È in questo arco di tempo, ‘27-‘69, che Giulidori dispone i propri numeri, espediente narrativo per mettere ordine fra un’esistenza, quella di Scerbanenco, che è stata compenetrazione totale con la scrittura. Egli infatti scriveva per vivere, si guadagnava il pane producendo un’incessante pioggia di articoli e racconti, poste del cuore e consigli di ogni tipo, per riviste per lo più femminili – assai differenti dalle attuali, aperte alla letteratura, al romanzo a puntate, eredità dell’epoca del feuilleton. Il suo primo incarico fu per la rivista “Piccola”, sotto la supervisione di Cesare Zavattini che fra i primi si accorse del talento precoce del giovane Scerbanenco. Poi, col tempo, il suo stile si è potuto liberare dalle imposizioni del committente, rivelando la sua visione del mondo e degli uomini del proprio tempo; l’anima cupissima del suo noir ha conquistato pubblico e critica un attimo prima della morte. Si può dire però che la reale popolarità sia giunta postuma, uno di quegli scherzi che il destino riserva solo ai grandi.
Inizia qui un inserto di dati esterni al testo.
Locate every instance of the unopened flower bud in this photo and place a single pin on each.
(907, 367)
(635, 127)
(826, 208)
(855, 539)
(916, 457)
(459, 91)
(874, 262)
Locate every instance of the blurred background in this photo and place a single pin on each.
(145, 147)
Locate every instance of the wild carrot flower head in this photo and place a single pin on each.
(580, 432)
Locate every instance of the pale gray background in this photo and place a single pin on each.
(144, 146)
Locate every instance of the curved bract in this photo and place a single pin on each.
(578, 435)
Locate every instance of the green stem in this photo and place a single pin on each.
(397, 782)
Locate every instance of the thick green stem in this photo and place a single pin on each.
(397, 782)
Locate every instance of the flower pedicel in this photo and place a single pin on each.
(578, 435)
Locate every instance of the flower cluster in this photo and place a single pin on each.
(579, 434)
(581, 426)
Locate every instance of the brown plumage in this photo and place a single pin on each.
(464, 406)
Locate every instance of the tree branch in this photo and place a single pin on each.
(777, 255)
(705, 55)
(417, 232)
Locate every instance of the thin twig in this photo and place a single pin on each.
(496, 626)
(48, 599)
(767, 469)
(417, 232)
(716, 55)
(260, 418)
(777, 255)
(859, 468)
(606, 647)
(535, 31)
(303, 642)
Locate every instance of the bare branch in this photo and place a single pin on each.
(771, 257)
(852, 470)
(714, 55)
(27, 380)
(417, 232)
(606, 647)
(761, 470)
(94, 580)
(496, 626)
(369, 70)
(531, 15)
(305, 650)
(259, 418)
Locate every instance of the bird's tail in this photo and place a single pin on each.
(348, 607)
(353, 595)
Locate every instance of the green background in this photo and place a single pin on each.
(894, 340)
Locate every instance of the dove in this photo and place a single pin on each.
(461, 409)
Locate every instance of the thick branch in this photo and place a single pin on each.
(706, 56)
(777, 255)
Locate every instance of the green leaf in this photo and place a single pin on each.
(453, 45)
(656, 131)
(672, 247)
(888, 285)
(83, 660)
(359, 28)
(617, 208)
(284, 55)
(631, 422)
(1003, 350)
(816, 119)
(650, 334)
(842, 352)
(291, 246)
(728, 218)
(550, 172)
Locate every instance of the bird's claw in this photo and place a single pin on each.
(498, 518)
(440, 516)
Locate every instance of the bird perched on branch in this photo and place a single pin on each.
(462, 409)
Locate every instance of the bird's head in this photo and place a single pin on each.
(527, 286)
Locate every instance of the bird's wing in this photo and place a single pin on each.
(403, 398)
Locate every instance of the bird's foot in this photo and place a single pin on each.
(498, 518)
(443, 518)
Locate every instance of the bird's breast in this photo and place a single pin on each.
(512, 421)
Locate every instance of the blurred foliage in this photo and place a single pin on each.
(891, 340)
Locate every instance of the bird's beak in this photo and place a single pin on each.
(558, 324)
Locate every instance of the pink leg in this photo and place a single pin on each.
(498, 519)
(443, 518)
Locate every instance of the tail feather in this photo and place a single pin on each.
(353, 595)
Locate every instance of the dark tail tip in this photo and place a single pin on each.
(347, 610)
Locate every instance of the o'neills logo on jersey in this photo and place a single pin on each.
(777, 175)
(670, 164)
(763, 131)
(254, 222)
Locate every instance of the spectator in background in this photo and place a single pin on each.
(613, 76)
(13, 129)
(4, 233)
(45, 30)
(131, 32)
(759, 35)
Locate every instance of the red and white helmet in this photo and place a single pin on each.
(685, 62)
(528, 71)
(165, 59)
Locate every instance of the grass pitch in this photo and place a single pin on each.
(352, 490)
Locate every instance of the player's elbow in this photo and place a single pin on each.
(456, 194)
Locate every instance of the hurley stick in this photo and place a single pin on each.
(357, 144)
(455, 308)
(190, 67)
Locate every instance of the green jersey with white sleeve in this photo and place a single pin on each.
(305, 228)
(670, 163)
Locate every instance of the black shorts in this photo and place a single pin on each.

Stefano Giulidori, come già accennato, non limita al ritratto agiografico il proprio omaggio a Giorgio Scerbanenco, inevitabilmente implicito nella natura stessa del documentario biografico, ma su questo innesta due altri piani del discorso capaci di dare un più ampio respiro alla sua opera. Da una parte mette in scena un omaggio al noir milanese dello scrittore, realizzando una sorta di cortometraggio e disperdendolo nel corpo del documentario, dall’altra utilizza immagini in super8 di scorci di Milano provenienti sia da riprese “contemporanee” che da home movies famigliari. Il gusto per l’inquadratura, l’attenzione meticolosa all’immagine, frutto della formazione di Giulidori in ambito pubblicitario, è evidente nel cortometraggio che corre sottotraccia, mentre la sua passione per la pellicola, super8 e 16mm, si disperde nel tessuto filmico. Milano appare come un miraggio del ricordo, in un gioco continuo di rimandi fra presente e passato in cui il volto della città appare indecifrabile, impossibile da collocare fra passato e presente; porre il discorso su Scerbanenco entro questa dialettica dell’immagine (la Milano del passato – la Milano del presente) riesce nell’intento di attualizzarlo, di incuriosire il lettore che ancora non ha avuto modo di leggerlo, come pure quello che vorrebbe approfondirne la conoscenza: perché i romanzi di Scerbanenco parlano all’oggi, all’animo umano, senza tempo.

Scerbanenco by Numbers
regia STEFANO GIULIDORI scritto da STEFANO GIULIDORI, FRANCESCA TASSINI con SIMONA MANFREDI, NUNZIA MONANNI, ROBERTO PIRANI, CECILIA SCERBANENCO e con ROBERTO GIULIDORI, LORENZO LASTRUCCI, ALDO SEMPRONI, ALESSANDRO STELLARI voce narrante DAVIDE STECCONI prodotto da STEFANO GIULIDORI, FILMMAKER produzione SARA BETTUCCHI, MARA DUCHETTI, INES INDINO, MATTEO MOTTA assistente alla regia SIMONE SOROLDINI costumi NADIA GOZZINI trucco MARGHERITA TISATO scenografia LUIGI MARESCA fotografia LUCA SABBIONI, PATRIZIO SACCO’ montaggio PAOLO COGNETTI audio PAOLO BENVENUTI assistente operatore FRANCESCA BANA elettricista-macchinista MICHELE NALDI operatori super8 WALTER GIULIDORI, ROBERTO GIULIDORI, STEFANO GIULIDORI telecamera 16mm AUGUSTUS COLOR telecinema super8 MOVIEPHOTO pellicola KODAK macchina da presa ARRI SR2, CANON, KRASNOGORSK paese ITALIA anno 2006 durata 28’.